Outside, the clearing in which the scorned man stood, that was Danny’s too, as were the trees surrounding the cabin, as was the snow drifting in the morning breezes.
Danny was safe, but he wanted the man to know it too. That’s why, on his way out of the cabin, when he came to the kitchen bar, he paused in front of a bowl of fruit that had been left there only a few hours prior by someone from the Ernst Group. He considered what he might look like, standing on his porch, casually biting and chewing an apple, while a man threatened him with death.
After all, he’d seen it done in the movies. Sometimes it wasn’t fruit. Sometimes the hero played with his glasses or pretended to check his phone. What mattered was the distraction, the thing that was more important than the threats. The smaller the thing, the bigger the disregard, the greater the insult.

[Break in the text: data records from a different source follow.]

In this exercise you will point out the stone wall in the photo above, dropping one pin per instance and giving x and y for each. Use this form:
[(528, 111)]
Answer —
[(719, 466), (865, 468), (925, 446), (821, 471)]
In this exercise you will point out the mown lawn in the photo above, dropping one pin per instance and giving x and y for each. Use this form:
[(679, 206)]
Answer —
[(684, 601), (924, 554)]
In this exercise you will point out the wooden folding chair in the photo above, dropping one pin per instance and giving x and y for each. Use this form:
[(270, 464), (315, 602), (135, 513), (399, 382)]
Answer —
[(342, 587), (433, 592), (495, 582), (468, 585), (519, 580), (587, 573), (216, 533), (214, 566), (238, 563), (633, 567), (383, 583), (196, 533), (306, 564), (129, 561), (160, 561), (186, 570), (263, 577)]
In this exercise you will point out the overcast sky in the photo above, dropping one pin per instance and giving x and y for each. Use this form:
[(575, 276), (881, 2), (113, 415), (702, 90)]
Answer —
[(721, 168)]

It only took a few seconds of careful consideration to dismiss the idea. Though he didn’t care what the man had to say and didn’t feel threatened in the slightest, it just wasn’t his style to appear so aloof. Danny wasn’t the kind of guy to ignore anything that was right in front of him, let alone pretend to do so just to get a rise out of someone.

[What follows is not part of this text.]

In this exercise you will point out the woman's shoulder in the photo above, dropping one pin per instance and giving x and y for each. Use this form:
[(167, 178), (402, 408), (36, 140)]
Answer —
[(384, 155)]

And yet, as he opened the door and walked out onto the porch, he was struck by a vision of himself simply miming an apple. Obviously, it was bat shit crazy, but to Danny, it was hilarious. The man would say something about putting Danny’s head on a pike, and in return, he’d hold his empty hand to his mouth and take a bite out of the air. Pretend to chew thoughtfully. Swallow hard.
And when the threatening was done, or perhaps after the man’s ultimatum, Danny would turn and, ever so casually, toss the imaginary apple over his shoulder. This too, he found hilarious.
So funny was this image that Danny could not keep from laughing as he approached the edge of the porch. The glare of the sun forced his eyelids into slits, and he felt them squish into the rising cheeks above his smile.
The man stood in the clearing, his hand on the gun in his holster. Vengeance dripped from steely black eyes.
“You and I have unfinished–” growled the man.
Danny put up one hand, said, “Sorry, give me a minute. I just thought of something funny.”
He bent at the waist, put his hands on his knees, and laughed as gunfire erupted in the Vail wilderness.